Program Exposure ke Stube-HEMAT Yogyakarta merupakan salah satu program Stube-HEMAT Sumba yang memberi kesempatan mahasiswa Sumba yang belum pernah ke Yogyakarta untuk belajar dan beraktivitas di Stube-HEMAT Yogyakarta selama kurang lebih tiga minggu efektif. Kesempatan mengunjungi tempat lain, berinteraksi dengan orang-orang yang memiliki latar belakang budaya dan bahasa yang berbeda atau memiliki cara hidup yang berbeda akan memperkaya peserta dalam memahami manusia dan kehidupan.

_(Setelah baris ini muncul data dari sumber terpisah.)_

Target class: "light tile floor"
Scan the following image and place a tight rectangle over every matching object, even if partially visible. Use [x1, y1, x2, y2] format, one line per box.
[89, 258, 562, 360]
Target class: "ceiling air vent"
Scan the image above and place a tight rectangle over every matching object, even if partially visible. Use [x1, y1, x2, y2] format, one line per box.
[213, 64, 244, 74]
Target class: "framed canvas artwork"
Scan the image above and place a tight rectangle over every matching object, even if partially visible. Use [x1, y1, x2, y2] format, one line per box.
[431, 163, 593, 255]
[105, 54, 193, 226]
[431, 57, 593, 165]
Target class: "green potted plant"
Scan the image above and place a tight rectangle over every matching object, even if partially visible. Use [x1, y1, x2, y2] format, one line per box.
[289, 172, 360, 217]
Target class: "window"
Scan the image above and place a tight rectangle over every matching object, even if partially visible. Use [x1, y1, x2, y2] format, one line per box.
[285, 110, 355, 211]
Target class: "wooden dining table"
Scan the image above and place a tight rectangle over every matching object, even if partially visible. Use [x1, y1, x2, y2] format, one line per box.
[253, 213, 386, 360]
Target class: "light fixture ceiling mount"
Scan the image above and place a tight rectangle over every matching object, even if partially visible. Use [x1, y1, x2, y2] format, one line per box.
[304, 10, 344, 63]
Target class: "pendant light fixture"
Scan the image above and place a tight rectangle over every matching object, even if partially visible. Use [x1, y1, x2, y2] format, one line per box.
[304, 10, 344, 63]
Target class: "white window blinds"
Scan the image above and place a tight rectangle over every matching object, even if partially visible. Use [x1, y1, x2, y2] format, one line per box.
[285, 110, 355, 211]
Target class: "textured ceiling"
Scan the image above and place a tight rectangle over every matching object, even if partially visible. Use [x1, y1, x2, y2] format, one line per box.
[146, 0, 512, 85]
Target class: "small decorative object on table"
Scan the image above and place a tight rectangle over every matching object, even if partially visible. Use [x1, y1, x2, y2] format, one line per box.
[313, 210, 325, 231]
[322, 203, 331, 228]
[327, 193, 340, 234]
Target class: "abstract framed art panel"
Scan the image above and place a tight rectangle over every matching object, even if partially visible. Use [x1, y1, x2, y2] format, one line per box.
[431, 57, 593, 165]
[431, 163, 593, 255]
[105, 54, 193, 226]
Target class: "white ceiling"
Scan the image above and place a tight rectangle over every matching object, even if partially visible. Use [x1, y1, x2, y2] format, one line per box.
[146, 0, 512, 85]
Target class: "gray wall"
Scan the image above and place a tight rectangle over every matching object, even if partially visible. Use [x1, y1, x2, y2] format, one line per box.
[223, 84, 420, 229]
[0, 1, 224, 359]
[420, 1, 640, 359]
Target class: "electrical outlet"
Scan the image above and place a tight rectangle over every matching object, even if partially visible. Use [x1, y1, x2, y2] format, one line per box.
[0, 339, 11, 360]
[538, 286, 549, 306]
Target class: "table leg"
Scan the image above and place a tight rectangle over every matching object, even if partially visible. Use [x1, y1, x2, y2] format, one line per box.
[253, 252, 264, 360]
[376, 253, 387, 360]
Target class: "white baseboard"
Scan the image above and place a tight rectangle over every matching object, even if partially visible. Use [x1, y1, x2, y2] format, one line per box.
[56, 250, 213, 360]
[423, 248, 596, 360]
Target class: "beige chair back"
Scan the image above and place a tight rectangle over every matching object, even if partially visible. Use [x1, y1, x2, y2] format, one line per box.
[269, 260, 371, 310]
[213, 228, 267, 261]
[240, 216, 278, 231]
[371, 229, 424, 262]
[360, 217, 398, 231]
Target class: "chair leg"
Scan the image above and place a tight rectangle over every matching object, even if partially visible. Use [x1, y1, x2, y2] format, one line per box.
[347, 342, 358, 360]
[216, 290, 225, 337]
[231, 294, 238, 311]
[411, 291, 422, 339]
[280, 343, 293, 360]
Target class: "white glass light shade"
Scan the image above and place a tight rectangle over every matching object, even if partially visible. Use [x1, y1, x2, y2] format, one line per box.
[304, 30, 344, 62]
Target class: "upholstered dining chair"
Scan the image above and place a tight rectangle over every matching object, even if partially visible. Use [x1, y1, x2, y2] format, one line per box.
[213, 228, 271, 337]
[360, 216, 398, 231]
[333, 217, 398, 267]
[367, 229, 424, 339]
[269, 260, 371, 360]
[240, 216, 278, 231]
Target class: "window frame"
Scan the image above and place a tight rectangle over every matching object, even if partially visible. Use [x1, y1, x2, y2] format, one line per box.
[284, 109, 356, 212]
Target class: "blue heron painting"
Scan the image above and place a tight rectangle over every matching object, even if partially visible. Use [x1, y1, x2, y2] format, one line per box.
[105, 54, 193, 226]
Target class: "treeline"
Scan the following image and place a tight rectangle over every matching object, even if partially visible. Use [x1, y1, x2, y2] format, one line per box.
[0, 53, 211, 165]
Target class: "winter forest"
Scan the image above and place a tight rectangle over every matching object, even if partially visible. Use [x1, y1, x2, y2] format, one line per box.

Tiga anak muda yang mendapat kesempatan belajar di Yogyakarta adalah Vebiati Lende (mahasiswa Sekolah Tinggi Teologi GKS); Naomi Mora Kalak (mahasiswa Sekolah Tinggi Teologi Terpadu); dan Kristiani Pedi (aktivis gereja dan komunitas pemuda Sumba). Selama di Yogyakarta mereka mendalami visi dan misi Stube-HEMAT dan keberpihakan pada generasi muda, mengasah kemampuan kritis melalui Jurnalistik, diskusi Sustainable Development Goals (SDGs) dan seminar homoseksualitas. Berkaitan dengan SDGs, sebagai kesepakatan global untuk mencapai tujuan pembangunan dunia demi kesejahteraan masyarakat dan kelestarian alam yang diwujudkan dalam 17 indikator, Naomi tertarik pada topik ketersediaan air bersih karena air bersih belum dapat dirasakan setiap penduduk di Sumba; sementara Vebi memberi perhatian pada kasus stunting yang dialami anak-anak Sumba; sedangkan Kristiani fokus pada pendidikan karena Sumba masih menghadapi tantangan untuk kualitas pengajar, sebaran sekolah yang belum merata di setiap kecamatan, dan kesempatan pendidikan bagi perempuan Sumba.
Sebagai pembelajaran konteks Sumba yang memiliki kawasan pertanian, peserta berdiskusi tentang sayuran, khususnya sawi, tomat ceri, selada hijau, dan buah di kebun Kuncup dan melihat sistem pertanian hidroponik dan aquaponik di Indmira. Aktivitas ini berlanjut dengan mengolah pangan lokal dari tepung beras ketan hitam diolah menjadi roti kukus, jagung menjadi puding, labu kuning menjadi talam dan sukun menjadi keripik.
Selain itu, kruisteek atau seni jahit silang menjadi salah satu materi untuk mengenal berbagai kerajinan tangan, diperkaya dengan batik tulis yang memakai teknik colet sampai ecoprint yang memanfatkan daun-daun untuk mencetak motif di kain. Tak ketinggalan, seni merangkai manik-manik, muti, benang, kawat dan asesoris lain menjadi kalung, gelang dan bando, yang akan dipasarkan di Sumba, menjadi bekal ketrampilan bagi para peserta. Fotografi dan seluk-beluknya seperti teknik memotret, pengambilan sudut (angle), kecepatan dan pencahayaan, menjadi bekal peserta untuk mendukung saat mereka ingin melakukan branding produk. Ditambah lagi mengikuti pelatihan Stube-HEMAT Yogyakarta tentang Belajar dari Kegagalan, membuka pemikiran peserta memaknai kegagalan dan bagaimana membuat strategi hidup yang tidak pantang menyerah.
Kunjungan ke candi Borobudur, pengalaman naik kereta api, dan berjalan menyusuri sumbu filosofis kota Yogyakarta menambah lengkap pemahaman mereka atas kehidupan lain di luar Pulau Sumba. Di akhir program peserta merancang tindak lanjut apa yang akan dilakukan di Sumba, seperti membagikan pengalaman dan pengetahuan kepada teman-teman di Stube-HEMAT Sumba, mereka juga membuat kerajinan tangan, mengolah pangan lokal menjadi makanan layak jual dan menggerakkan anak muda gereja memanfaatkan lahan kosong untuk menanam sayuran. Dari Jogja untuk Sumba, terus bergerak dan berdinamika! (TRU).